Figure 11 shows the visualization of detection results after the introduction of SDIDA-Head and illustrates the comparison of True Positive, False Positive and False Negative for each image with the ground truth annotations. As shown in
Figure 11, SDIDA-Head effectively reduces the occurrence of missed detections and false positives.

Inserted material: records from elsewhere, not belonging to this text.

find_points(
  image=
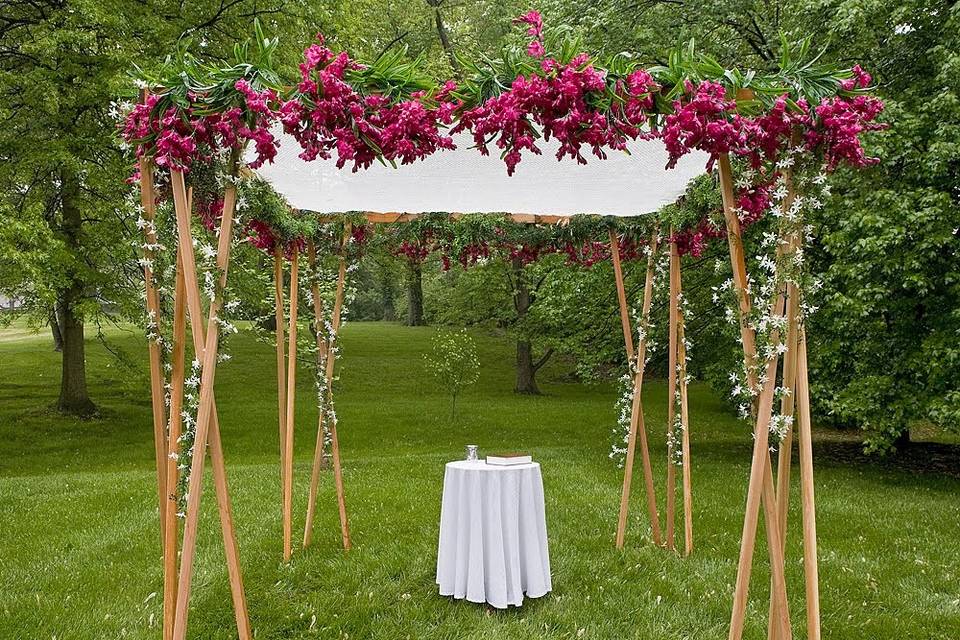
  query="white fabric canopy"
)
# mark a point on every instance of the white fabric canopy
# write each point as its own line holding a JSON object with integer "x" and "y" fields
{"x": 463, "y": 181}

4.6. Real-Time Analysis of the Algorithm
From the results presented in
Table 1,
Table 3,
Table 5 and
Table 7, it can be observed that the MTD-YOLO model achieves inference speeds of 175 FPS and 217 FPS on the VisDrone2019 and HazyDet datasets, respectively, when conducting image inference on the RTX 4080S GPU platform. Although its frame rate is not the highest among YOLO models of similar scale, it still demonstrates satisfactory real-time inference capability. The ablation studies in
Table 7 and
Table 8 further indicate that the introduction of the PMSRFU and C2f-PMSRFU modules has a minimal impact on the model’s inference speed. In contrast, the SDIDA-Head, which incorporates dynamic alignment, deformable sampling and multi-branch task decoupling operations, increases the computational complexity of the model, thereby resulting in a decrease in FPS. However, this computational cost is offset by significant gains in accuracy, overall reflecting a favorable trade-off between precision and speed. Considering the differences in computational power and memory bandwidth between the RTX 4080S and typical UAV onboard edge platforms, approximate scaling analysis based on computational power and bandwidth suggests that MTD-YOLO can achieve inference performance that meets the requirements for real-time object detection on mainstream UAV onboard SoC platforms such as AGX Orin and Orin NX. This validates the deployability of the proposed method in UAV edge computing scenarios.